The Zarr store contains, in addition to the usual coordinate and metadata arrays:

  • data of shape (base_dates, variables, ensembles, steps, cells) and dimensions ("time", "variable", "ensemble", "step", "cell");

  • base_dates — the forecast initialisation times;

  • steps — the forecast lead times (numpy.timedelta64);

  • latitudes and longitudes — unchanged from the gridded layout.

Attributes: layout = "trajectories", ensemble_dimension = 2, step_dimension = -2, plus start_date / end_date set to the validity-time envelope (min(basetime) + first_step to max(basetime) + last_step).

Using

Open a trajectory dataset exactly like any other Anemoi dataset:

from anemoi.datasets import open_dataset

ds = open_dataset("path/to/trajectory.zarr")

Trajectory-specific attributes

ds.base_dates        # Forecast initialisation times
ds.steps             # Forecast lead times (numpy.timedelta64)

ds.base_start_date   # First base date
ds.base_end_date     # Last base date
ds.base_frequency    # Base-date interval

ds.step_start        # First step (datetime.timedelta)
ds.step_end          # Last step
ds.step_frequency    # Step interval, or None if steps are not uniform

ds.start_date        # Envelope: first base date + first step
ds.end_date          # Envelope: last  base date + last  step

ds.dates is an alias for ds.base_dates (to keep shared Anemoi code working unchanged). ds.frequency is not available — use ds.base_frequency or ds.step_frequency depending on which axis you need.

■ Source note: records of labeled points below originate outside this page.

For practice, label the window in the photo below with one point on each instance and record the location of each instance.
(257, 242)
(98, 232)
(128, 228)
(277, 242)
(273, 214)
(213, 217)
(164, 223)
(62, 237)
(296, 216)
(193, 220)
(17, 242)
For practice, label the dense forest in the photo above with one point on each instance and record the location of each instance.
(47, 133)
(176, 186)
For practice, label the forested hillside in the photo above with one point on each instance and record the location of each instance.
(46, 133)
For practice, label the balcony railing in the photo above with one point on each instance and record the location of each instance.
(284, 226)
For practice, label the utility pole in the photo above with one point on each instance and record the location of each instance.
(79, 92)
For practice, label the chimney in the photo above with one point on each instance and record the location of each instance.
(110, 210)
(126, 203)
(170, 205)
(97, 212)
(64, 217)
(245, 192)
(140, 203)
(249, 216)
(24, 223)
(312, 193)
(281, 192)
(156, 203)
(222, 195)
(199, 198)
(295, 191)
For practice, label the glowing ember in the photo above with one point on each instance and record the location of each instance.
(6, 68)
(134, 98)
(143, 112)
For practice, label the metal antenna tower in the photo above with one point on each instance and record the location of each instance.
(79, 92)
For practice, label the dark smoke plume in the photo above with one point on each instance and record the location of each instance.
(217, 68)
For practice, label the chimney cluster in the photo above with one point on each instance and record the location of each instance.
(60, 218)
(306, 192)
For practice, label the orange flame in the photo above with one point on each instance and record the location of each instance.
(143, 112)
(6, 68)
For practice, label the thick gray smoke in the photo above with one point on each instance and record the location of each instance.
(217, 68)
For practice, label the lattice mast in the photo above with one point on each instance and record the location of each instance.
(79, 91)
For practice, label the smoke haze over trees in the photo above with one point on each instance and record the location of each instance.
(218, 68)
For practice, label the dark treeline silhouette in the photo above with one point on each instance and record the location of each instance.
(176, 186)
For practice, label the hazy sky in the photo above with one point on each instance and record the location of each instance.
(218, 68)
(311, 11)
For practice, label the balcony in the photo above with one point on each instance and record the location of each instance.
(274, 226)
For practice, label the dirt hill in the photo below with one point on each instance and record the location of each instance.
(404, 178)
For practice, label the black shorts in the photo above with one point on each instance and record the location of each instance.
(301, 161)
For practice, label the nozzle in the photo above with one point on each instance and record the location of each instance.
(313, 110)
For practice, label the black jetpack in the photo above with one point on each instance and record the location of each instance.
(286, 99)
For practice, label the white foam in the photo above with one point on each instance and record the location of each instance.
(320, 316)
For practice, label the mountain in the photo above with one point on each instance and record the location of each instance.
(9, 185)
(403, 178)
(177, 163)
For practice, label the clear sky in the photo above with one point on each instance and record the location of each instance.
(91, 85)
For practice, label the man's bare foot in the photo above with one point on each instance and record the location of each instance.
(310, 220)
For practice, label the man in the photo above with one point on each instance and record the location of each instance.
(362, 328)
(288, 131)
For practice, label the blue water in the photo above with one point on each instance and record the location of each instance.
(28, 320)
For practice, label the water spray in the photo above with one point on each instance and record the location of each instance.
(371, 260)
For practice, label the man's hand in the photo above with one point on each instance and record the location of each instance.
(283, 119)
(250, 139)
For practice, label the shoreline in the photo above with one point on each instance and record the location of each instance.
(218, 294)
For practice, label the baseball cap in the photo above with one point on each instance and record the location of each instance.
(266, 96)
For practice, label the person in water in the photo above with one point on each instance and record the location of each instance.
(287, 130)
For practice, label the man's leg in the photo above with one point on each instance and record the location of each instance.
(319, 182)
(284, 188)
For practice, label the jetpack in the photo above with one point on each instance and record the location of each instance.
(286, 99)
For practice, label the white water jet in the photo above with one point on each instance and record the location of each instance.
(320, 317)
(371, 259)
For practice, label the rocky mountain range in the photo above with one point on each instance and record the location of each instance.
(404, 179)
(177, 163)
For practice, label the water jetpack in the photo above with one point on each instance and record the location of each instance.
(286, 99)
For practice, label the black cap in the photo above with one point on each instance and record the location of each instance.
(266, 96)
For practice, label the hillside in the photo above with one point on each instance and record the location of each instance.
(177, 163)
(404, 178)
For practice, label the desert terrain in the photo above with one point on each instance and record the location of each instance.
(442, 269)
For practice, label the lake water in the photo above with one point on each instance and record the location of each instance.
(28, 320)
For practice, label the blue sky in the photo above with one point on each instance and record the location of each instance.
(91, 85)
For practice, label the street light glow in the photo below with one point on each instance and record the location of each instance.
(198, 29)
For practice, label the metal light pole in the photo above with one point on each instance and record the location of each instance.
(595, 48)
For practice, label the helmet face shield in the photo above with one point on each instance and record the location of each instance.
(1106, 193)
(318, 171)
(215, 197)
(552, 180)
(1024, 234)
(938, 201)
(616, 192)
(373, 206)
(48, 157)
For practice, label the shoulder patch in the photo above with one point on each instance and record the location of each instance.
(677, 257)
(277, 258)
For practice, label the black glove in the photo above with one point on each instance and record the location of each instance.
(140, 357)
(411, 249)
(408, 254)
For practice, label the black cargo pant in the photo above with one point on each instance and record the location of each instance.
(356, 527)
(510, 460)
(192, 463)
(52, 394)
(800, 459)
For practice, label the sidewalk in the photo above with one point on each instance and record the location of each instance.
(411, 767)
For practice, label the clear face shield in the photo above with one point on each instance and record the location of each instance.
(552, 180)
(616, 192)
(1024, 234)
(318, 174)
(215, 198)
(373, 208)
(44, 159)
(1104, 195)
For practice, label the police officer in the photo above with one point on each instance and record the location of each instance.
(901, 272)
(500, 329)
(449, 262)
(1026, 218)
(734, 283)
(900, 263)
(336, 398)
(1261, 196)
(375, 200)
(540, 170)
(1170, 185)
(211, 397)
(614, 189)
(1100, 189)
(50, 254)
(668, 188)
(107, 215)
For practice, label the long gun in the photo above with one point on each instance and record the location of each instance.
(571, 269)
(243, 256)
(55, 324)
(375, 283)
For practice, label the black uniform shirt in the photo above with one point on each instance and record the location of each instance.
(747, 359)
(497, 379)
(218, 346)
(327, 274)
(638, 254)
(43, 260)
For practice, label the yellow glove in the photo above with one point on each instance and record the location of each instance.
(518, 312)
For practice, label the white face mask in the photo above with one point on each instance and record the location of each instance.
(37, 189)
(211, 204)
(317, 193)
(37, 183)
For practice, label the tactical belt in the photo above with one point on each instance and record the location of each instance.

ds.shape is 5-D: (base_dates, variables, ensembles, steps, cells).

Selecting along the step axis

open_dataset accepts additional keyword arguments to subset the step axis:

  • step=<int> — select a single forecast step; returns a gridded-like 4-D view (base_dates, variables, ensembles, cells) through a SingleStepView wrapper.

  • steps=[<int>, …] — select a list of steps; keeps the 5-D shape with the step axis narrowed (StepSubset).

  • step_start, step_end, step_frequency — range form of the above.

  • base_start, base_end — filter the base-date axis without the valid-time envelope logic.

# One forecast step — looks like a gridded dataset
ds_t6 = open_dataset("traj.zarr", step=6)

# A range of steps
ds_short = open_dataset("traj.zarr", step_start=6, step_end=18,
                        step_frequency="6h")

# Filter by base date
ds_202101 = open_dataset("traj.zarr",
                         base_start="2021-01-01",
                         base_end="2021-01-31")

The start= / end= kwargs also work and use envelope semantics: a base date is kept if and only if its full step range [base + step_start, base + step_end] lies inside [start, end].

Inspecting

anemoi-datasets inspect detects the trajectory layout automatically and prints the base-date and step axes separately.